Le journaliste britannique Daniel Friebe a coutume d’attribuer des « verres de vin » au Giro. Il lui en a octroyé trois cette année, sur un maximum de cinq. La course a manqué de suspense à tous les niveaux, y compris pour le maillot rose. L’avance de Bernal sur Damiano Caruso (1’29 ») est la plus large depuis 2015 ( Alberto Contador, 1’53 » sur Fabio Aru). Bernal avait le maillot rose dès le premier jour de repos. Ça n’était plus arrivé depuis 2015 non plus.

En raison de l’abandon de Mikel Landa, qui était son doute son principal rival, suite à une chute dans la cinquième étape, le Colombien n’a pas eu de rivaux, les autres ténors étant trop irréguliers, à commencer par Simon Yates, qui a craqué sous la pluie. Le retard de Dan Martin, dixième à 18 minutes et 35 secondes, en dit long sur la médiocrité du plateau. C’est le plus grand écart entre le premier et le dixième depuis le Giro 2006.

LE FEEL GOOD

Autre fait à retenir: treize coureurs ont enlevé leur première étape d’un grand tour. Un record pour le Giro.

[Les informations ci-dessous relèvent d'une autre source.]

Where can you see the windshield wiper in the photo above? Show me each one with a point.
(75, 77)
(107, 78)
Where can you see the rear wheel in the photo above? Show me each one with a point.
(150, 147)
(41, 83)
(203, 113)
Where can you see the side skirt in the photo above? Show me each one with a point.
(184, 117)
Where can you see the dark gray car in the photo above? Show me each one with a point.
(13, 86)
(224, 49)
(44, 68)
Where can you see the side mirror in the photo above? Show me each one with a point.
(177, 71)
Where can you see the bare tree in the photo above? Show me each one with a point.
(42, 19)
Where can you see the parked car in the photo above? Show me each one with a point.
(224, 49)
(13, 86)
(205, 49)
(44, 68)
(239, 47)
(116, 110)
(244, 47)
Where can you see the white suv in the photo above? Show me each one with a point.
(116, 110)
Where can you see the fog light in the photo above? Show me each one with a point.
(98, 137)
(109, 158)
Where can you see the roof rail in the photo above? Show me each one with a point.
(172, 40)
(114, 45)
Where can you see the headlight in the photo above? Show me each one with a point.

Ces treize victoires d’étape ont généré leur lot d’émotions et d’histoires. Celles de l’Italien Alessandro De Marchi (35 ans) et du Hongrois Attila Valter (21 ans), qui ont enfilé leur premier maillot rose, mais aussi celles de lauréats inconnus comme Taco van der Hoorn, Victor Lafay, Mauro Schmid, Andrea Vendrame et Lorenzo Fortunato (sans oublier la joie d’Alberto Contador, son directeur, après son succès au mythique Zoncolan).

Toutefois, ce sont deux « vieux » Italiens qui ont suscité le plus de feel good. Giacomo Nizzolo (32 ans) a enfin gagné une étape, après 45 places dans le top 10 et 19 deuxièmes places. Damiano Caruso (33 ans) a vécu son giorno di gloria samedi dernier, en remportant son premier succès WorldTour sur l’Alpe Motta, après 68 places parmi les dix premiers. Et après une longue attaque, alors qu’il aurait pu se contenter de défendre sa deuxième place. Il a triomphé grâce au labeur de son équipier espagnol Pello Bilbao, qui s’est ensuite effacé pour remercier l’Italien de tout le travail accompli dans le passé, au service de nombreux chefs de file.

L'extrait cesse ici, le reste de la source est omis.